30er-Beschränkung: Es blitzt doch wieder. Bezirkshauptmannschaft erklärt, wann die Tafel zur Tempobeschränkung ihre Gültigkeit hat, und wann nicht.

Von Judith Jandrinitsch. Erstellt am 04. Mai 2018 (04:17)
Ende April war die Tempo-Anzeige noch verhüllt.
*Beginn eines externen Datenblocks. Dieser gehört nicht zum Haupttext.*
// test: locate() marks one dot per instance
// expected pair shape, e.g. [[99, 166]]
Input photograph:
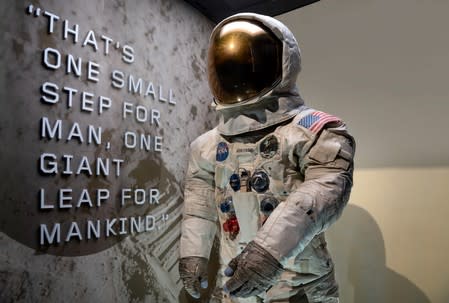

Das ändert sich im Mai zu Baustellenzeiten.
Judith Jandrinitsch

Grund für den Auslöser hitziger Diskussionen unter Autofahrern war die Verhängung eines 30ers in der Tempo 40-Zone in der Wiener Straße. Grund dafür war die Baustellentätigkeit im Bereich der Wiener Straße 11 und 13 durch die Marktgemeinde Biedermannsdorf. ( NÖN.at berichtete )

Anfang Mai startet Überwachung wieder

Da dem Bereich vor der Baustelle – der Gehweg war nicht benützbar – erhöhte Gefährdungspotenzial für Fußgänger und Bauarbeiter zugesprochen wurde, verordnete die Bezirkshauptmannschaft in Absprache mit der Marktgemeinde die Geschwindigkeitsbeschränkung, welche ordnungsgemäß kundgemacht wurde. Geblitzte Autofahrer machten ihrem Ärger vor allem bei der Gemeinde Luft. Verantwortlich für die Radarmessung war und ist tatsächlich aber das Landespolizeikommando. Die Kontrollen wurden eingestellt, als der Gehsteig wieder begehbar wurde. ( NÖN.at berichtete )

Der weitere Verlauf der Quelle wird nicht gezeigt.